Should Sponsors Expect Pre-Competitive Alliances With eCOA Providers?

Commentary
Article
Applied Clinical TrialsApplied Clinical Trials-12-01-2023
Volume 32
Issue 12

Regardless of alliances, providers must be aligned on the latest scientific approaches in the clinical technology space.

Image Credit: © Sergey Nivens - stock.adobe.com

Image Credit: © Sergey Nivens - stock.adobe.com

Progress through collaboration; a simple and broadly applicable mantra befitting a range of contexts. In medical product development, the collective industry objective is unchallengeable: accelerated development of more effective therapies for everyone. This article won’t debate the varying strategies for clinical development that will achieve that objective, but rather will highlight how crucial it is for contemporaries to collectively define the best scientific approaches in the clinical technology space.

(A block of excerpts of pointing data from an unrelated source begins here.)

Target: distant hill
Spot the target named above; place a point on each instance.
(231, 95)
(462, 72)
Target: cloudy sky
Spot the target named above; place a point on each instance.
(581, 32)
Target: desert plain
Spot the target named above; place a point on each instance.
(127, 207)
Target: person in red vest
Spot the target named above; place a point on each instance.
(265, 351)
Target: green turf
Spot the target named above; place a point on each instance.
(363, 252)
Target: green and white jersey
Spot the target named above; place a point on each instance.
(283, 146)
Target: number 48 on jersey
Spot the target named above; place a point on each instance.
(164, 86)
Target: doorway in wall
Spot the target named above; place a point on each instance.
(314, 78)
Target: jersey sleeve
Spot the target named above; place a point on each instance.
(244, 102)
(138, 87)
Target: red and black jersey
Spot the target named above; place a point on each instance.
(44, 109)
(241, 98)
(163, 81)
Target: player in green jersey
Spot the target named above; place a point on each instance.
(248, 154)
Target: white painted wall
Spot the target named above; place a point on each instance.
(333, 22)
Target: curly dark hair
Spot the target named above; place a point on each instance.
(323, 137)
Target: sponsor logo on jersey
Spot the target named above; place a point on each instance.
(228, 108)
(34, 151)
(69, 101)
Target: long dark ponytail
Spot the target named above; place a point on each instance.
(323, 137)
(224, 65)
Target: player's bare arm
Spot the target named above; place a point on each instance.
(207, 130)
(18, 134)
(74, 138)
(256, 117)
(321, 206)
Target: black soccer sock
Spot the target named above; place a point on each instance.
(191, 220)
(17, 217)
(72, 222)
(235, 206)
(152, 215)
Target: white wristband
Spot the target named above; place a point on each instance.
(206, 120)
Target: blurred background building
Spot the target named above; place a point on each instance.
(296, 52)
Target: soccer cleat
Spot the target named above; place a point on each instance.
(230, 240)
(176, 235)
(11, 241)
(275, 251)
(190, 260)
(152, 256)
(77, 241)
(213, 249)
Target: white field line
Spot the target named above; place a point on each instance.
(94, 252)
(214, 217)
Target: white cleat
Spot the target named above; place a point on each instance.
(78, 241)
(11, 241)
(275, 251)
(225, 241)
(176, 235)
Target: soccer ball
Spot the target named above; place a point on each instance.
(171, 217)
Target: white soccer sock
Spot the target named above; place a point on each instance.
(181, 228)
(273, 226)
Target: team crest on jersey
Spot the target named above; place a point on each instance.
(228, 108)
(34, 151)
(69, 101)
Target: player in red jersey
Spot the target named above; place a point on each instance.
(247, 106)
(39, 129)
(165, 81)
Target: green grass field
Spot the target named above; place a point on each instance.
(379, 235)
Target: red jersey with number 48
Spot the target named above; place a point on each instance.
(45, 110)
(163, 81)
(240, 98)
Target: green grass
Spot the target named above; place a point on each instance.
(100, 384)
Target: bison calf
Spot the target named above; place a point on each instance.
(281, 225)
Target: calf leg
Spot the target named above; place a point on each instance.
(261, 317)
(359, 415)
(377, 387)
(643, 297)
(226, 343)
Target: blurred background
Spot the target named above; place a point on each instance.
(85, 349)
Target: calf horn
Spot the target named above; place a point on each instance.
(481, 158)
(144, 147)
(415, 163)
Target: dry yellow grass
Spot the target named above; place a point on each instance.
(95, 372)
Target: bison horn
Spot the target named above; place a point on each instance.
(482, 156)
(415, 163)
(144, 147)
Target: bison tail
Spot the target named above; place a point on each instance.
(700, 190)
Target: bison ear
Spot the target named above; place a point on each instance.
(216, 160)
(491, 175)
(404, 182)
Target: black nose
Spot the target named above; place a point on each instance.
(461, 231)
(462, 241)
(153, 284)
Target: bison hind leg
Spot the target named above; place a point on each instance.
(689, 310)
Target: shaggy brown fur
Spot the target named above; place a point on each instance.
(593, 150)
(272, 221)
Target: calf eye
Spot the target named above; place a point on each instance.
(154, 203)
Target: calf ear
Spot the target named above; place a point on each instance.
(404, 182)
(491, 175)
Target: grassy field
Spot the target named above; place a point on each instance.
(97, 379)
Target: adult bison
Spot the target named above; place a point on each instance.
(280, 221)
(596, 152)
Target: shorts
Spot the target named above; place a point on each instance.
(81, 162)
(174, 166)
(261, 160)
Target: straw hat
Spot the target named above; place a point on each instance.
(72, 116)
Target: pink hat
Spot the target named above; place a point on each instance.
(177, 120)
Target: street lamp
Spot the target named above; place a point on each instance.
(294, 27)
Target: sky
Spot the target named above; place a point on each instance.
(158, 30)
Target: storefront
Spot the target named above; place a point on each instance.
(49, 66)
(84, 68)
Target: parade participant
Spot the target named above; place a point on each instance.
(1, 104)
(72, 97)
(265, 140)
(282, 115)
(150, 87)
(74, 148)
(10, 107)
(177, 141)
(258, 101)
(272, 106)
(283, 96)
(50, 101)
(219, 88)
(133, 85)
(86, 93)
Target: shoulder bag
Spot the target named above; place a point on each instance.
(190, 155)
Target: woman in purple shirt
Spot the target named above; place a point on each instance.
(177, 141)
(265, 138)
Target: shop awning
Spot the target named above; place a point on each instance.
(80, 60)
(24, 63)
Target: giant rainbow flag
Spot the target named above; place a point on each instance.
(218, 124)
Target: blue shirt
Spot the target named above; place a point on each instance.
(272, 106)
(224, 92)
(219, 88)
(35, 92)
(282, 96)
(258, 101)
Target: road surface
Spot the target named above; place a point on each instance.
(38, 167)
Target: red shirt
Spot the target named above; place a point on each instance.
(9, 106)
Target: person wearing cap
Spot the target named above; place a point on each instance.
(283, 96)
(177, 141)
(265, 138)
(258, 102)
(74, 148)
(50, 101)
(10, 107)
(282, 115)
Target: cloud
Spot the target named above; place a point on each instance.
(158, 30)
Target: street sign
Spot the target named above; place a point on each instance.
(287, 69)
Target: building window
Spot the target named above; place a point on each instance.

It genuinely surprises me that in 2023, electronic clinical outcome assessment (eCOA) service decisions remain remarkably transactional. One of the consequences of transactional decisions is the potential lack of expectations around currency with scientific thinking. Clinical trials may have niche demands that not all providers can satisfy, but how can a sponsor be assured that a provider is aligned with contemporary operational and scientific opinion? In the absence of collaborative, pre-competitive engagement, reliance sits with an organization’s experience alone, primarily conditioned by the capabilities of their products. Consequently, sponsor and contract research organization (CRO) colleagues may well know more about the deficiencies of a provider’s offerings than the provider does. What we do is critical to health, and scientific validity must underpin every decision.

Providers should distinguish themselves through delivery; that is the critical metric of service provision. Delivering the technology solution on time, per requirements, and with minimal flux and burden exerted on sites and participants is the target. And yet, those technology solutions must account for current scientific and regulatory thinking, which is difficult to achieve in isolation.

There’s also the weight of regulator expectation; friction in the regulatory process can at least in part be attributed to multiple entities working independently to solve a common problem. Collaborative approaches reduce regulatory burden. The eCOA Consortium benefits from a named FDA liaison, common to many C-Path-led consortia. We look to engage with other regulatory entities, such as the European Medicines Agency (EMA), UK’s Medicines and Healthcare products Regulatory Agency (MHR), and others to challenge and develop regulatory thinking and parse that into practical considerations for eCOA and digital health technologies (DHTs) more broadly.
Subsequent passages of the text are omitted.